RED Bull team principal Christian Horner says achieving a “quadruple double” would be a stunning achievement but is steadfastly refusing to take anything for granted in the race for Formula One’s world titles.
With much of the focus ahead of this weekend’s Indian Grand Prix on Sebastian Vettel’s bid to become only the fourth four-time champion in the sport’s history, it has been easy to overlook the fact that his Red Bull team are also on the brink of the fourth title in as many years.
With four rounds left, Vettel enjoys a 90-point lead over Ferrari’s Fernando Alonso, while Red Bull are 148 points clear in the race for the constructors’ crown. In view of Vettel’s recent run of five straight wins dating back the summer’s Belgian Grand Prix, the general consensus is that it is only a matter of time before Red Bull can start popping champagne corks.
Horner, however, is holding off until every last shred of doubt has been removed.
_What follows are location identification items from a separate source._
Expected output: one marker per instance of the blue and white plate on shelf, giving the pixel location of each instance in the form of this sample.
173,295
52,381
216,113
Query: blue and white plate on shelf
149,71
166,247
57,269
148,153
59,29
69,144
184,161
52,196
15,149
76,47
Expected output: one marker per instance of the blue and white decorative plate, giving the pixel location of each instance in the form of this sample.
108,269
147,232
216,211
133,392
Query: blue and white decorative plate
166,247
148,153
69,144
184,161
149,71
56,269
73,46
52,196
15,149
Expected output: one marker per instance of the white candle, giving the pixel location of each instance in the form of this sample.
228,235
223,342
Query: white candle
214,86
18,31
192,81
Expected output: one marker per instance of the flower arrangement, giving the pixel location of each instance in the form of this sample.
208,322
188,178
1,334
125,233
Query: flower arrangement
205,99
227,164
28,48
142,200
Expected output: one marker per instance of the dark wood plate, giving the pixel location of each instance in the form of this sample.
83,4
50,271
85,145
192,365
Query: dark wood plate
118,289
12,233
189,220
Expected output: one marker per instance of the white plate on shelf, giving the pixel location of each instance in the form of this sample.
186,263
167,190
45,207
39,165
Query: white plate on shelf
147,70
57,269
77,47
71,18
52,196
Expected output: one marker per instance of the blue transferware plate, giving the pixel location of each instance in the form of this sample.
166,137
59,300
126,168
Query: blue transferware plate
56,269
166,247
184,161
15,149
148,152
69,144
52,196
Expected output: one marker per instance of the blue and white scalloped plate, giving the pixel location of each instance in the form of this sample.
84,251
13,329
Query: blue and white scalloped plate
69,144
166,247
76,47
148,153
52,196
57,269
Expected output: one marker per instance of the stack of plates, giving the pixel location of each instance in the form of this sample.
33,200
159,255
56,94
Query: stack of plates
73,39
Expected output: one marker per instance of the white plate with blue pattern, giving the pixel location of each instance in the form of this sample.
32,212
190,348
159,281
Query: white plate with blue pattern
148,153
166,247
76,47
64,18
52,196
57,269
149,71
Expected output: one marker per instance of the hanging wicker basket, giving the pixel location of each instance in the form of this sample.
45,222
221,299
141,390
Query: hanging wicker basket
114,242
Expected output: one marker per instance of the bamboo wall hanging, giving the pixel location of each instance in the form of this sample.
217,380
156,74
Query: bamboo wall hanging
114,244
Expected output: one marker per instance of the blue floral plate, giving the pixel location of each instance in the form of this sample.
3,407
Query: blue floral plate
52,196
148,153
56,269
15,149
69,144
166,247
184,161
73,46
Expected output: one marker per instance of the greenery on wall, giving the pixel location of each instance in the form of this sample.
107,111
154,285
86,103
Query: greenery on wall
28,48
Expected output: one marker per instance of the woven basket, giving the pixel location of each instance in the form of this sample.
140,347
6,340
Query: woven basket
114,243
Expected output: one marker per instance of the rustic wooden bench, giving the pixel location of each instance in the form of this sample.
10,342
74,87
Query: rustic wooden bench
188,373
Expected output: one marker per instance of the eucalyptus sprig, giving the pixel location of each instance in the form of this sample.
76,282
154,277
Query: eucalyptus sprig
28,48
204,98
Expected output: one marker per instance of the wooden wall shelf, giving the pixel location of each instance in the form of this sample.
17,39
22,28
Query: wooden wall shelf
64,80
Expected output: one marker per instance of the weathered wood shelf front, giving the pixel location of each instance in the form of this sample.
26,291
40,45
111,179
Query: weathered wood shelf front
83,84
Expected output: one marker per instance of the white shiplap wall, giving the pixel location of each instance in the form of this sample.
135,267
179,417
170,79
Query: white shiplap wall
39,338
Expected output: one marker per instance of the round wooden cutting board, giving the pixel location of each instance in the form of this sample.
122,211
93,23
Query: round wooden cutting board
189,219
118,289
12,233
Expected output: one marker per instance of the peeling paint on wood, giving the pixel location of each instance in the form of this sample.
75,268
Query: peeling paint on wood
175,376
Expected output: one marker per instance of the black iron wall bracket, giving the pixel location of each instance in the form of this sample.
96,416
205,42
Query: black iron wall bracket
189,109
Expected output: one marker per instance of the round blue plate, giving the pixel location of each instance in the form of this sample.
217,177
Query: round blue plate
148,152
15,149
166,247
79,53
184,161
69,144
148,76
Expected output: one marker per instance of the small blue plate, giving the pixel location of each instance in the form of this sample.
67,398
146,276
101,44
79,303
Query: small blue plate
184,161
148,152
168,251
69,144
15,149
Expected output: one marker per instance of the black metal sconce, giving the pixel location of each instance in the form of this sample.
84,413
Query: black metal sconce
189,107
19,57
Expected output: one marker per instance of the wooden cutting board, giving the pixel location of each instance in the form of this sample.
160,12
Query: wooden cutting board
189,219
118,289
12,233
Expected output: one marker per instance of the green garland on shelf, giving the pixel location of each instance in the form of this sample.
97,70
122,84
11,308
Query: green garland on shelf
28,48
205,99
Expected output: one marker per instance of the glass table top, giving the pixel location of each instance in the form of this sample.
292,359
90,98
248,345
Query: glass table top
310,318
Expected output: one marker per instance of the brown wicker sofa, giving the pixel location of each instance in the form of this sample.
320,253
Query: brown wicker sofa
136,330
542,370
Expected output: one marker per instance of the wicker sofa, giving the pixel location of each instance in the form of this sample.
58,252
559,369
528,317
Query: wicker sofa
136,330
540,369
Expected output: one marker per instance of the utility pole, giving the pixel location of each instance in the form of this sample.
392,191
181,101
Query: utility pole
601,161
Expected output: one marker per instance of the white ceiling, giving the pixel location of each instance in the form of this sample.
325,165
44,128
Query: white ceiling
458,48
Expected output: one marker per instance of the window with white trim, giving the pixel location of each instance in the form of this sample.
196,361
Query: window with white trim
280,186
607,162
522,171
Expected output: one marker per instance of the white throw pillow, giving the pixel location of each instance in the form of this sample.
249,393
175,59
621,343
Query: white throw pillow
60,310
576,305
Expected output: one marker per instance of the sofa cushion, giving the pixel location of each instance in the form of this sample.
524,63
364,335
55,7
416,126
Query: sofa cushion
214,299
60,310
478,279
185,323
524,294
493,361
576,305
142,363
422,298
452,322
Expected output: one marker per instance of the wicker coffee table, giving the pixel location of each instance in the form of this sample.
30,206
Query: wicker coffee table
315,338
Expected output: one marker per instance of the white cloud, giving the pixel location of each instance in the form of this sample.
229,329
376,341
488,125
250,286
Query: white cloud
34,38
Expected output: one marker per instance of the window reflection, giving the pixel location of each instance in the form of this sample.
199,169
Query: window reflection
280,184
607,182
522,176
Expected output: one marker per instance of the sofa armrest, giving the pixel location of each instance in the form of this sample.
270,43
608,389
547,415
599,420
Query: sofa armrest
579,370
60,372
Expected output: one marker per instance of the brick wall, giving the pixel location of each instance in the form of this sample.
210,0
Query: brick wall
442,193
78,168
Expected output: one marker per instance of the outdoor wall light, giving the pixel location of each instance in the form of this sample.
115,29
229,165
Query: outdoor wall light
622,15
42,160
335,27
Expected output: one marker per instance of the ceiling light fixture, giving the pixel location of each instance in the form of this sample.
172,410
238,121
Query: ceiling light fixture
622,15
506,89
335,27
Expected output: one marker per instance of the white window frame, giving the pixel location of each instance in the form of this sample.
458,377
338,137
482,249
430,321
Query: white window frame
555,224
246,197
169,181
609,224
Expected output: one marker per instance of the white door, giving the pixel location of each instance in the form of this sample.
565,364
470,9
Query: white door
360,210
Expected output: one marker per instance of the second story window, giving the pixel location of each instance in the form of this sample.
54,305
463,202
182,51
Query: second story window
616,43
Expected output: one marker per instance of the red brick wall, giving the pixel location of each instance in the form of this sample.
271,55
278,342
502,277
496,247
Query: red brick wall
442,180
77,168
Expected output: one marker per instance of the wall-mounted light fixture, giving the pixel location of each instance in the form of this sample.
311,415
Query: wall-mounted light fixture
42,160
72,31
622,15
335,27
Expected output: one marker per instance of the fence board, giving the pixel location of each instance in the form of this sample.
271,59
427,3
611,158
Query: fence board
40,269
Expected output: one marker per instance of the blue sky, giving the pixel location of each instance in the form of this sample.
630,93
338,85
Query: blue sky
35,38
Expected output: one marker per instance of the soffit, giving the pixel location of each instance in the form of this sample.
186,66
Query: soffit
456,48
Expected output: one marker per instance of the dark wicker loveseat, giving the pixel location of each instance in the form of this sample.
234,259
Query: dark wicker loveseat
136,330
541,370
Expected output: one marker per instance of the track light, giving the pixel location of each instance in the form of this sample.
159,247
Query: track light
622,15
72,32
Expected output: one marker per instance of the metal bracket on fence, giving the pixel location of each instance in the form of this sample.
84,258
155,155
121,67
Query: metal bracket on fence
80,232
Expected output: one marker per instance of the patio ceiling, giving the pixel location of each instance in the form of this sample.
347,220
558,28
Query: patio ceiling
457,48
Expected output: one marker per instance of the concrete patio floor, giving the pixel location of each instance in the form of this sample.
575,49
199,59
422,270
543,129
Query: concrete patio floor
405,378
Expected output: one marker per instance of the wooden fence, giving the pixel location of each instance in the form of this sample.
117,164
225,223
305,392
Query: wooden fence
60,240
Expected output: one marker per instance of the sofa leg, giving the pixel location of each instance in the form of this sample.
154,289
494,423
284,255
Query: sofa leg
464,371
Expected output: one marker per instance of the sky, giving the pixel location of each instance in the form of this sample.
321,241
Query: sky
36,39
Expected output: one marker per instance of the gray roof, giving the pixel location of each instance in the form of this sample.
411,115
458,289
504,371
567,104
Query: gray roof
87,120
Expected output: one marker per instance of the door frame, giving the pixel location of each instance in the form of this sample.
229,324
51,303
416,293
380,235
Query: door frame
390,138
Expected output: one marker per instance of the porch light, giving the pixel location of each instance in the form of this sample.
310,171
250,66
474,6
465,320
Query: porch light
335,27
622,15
“Should we achieve a quadruple double championship it would be an amazing feat for every single member of the team to achieve such results against such illustrious opposition, but those thoughts aren’t really on our mind at the moment – our focus is very much on this event,” Horner said after seeing Vettel finish fastest in both of yesterday’s practice sessions.
Paddock speculation suggests the team have already printed off T-shirts ready to celebrate tomorrow, but Horner warned: “If there are any T-shirts I certainly haven’t seen any and they’d be wise to keep them away from me.”
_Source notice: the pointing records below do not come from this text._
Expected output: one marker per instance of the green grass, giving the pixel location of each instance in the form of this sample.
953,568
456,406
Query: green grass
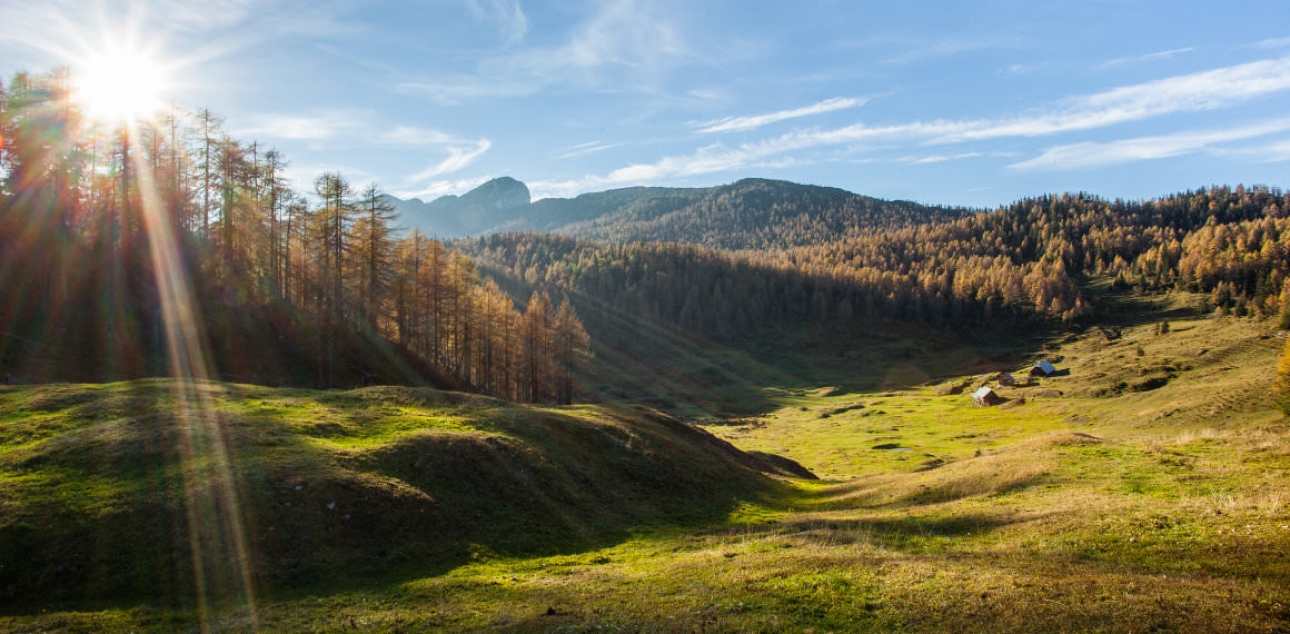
1085,505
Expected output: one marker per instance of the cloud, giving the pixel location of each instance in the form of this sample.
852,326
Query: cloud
1148,57
1095,155
505,14
626,44
457,159
325,125
585,149
941,158
413,136
437,189
747,123
1196,92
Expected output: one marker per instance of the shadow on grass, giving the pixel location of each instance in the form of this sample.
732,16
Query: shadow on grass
109,515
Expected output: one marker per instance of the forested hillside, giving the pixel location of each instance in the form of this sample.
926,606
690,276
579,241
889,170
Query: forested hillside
1019,264
115,240
752,213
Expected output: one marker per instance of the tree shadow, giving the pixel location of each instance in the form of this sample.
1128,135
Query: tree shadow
516,482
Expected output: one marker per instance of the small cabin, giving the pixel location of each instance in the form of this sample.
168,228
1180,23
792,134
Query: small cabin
1042,369
986,397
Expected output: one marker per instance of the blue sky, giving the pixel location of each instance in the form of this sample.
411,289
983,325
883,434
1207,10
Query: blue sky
946,102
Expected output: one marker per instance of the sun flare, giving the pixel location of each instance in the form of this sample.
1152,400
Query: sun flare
119,85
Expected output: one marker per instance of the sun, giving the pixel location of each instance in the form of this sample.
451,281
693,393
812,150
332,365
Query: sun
119,85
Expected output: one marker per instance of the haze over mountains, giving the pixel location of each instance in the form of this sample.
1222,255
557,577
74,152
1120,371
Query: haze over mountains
751,213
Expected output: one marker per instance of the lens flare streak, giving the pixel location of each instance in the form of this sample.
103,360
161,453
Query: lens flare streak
217,536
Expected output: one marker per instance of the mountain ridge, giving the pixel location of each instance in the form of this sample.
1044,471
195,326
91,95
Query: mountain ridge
750,213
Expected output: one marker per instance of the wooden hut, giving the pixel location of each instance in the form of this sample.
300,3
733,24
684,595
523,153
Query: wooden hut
986,397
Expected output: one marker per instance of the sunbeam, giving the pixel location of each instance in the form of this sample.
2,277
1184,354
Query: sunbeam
217,536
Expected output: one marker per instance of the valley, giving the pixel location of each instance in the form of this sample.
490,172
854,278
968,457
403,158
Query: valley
1081,504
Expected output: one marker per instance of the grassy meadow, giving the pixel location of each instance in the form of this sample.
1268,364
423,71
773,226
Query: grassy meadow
1144,488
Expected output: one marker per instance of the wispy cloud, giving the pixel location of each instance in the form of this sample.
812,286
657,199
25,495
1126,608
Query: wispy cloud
1148,57
585,149
505,14
942,158
324,125
1095,155
457,159
747,123
437,189
1183,93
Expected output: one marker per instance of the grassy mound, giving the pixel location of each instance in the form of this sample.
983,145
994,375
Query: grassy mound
112,491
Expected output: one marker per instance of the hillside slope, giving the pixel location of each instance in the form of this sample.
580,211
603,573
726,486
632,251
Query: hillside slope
105,488
752,213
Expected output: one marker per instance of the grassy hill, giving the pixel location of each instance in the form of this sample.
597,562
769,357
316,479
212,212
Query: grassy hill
1143,488
125,491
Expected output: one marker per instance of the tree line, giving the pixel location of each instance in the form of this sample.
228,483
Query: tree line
1030,261
323,284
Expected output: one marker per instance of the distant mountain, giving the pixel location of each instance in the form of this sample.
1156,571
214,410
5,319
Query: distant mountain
747,214
476,212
Horner’s caution comes no doubt from his desire to avoid appearing complacent or disrespectful, but, deep down, the man who has steered Red Bull through so many successful title challenges surely must know the writing is on the wall.
Horner was speaking after Vettel served notice of his intention get another title wrapped up this weekend by laying down a marker to his rivals in both of yesterday’s 90-minute sessions.
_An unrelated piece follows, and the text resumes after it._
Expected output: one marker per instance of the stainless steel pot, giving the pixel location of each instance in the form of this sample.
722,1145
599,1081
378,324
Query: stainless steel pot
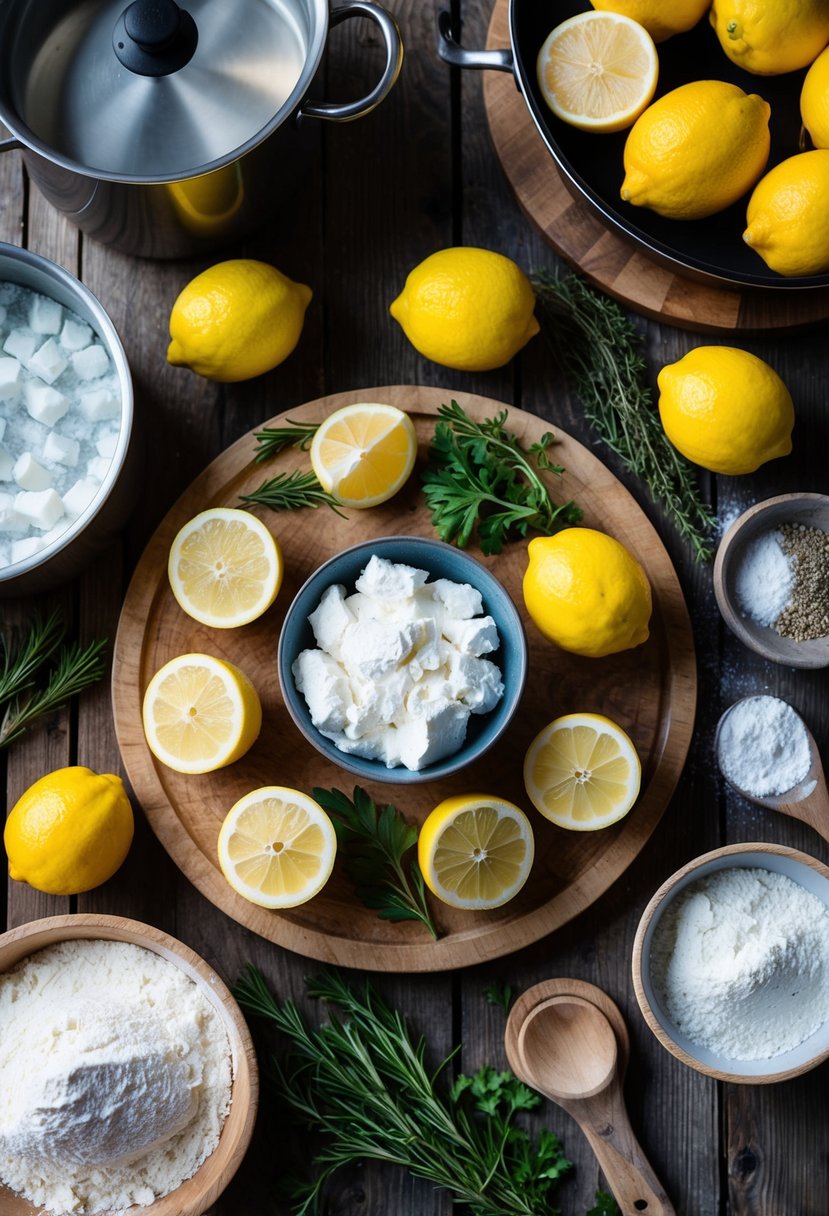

Vettel was fastest in the morning’s opening practice and improved further in the afternoon, lowering the benchmark to one minute 25.722 seconds after shrugging off an early problem with his KERS power-boost system. His team-mate Mark Webber was second quickest, the gap between the two men growing from just under two-tenths to a shade under three.
The in-form Romain Grosjean was third for Lotus, half a second clear of team-mate Kimi Raikkonen, while Lewis Hamilton was seven-tenths off the pace in fourth place, with his Mercedes team-mate Nico Rosberg sixth.
Alonso was in fifth place after recovering well from a gearbox problem that saw him complete just six laps in opening practice.
McLaren’s Jenson Button was 10th, with Scotland’s Paul Di Resta 15th for Force India.
The sessions were preceded by the news that the legal threat to this weekend’s race was at an end after a Supreme Court hearing into alleged tax irregularities was delayed until next week.
A petition seeking the cancellation of the race was lodged with India’s Supreme Court earlier this week amid allegations that race organisers Jaypee Sports International Limited did not pay entertainment taxes due on last year’s event.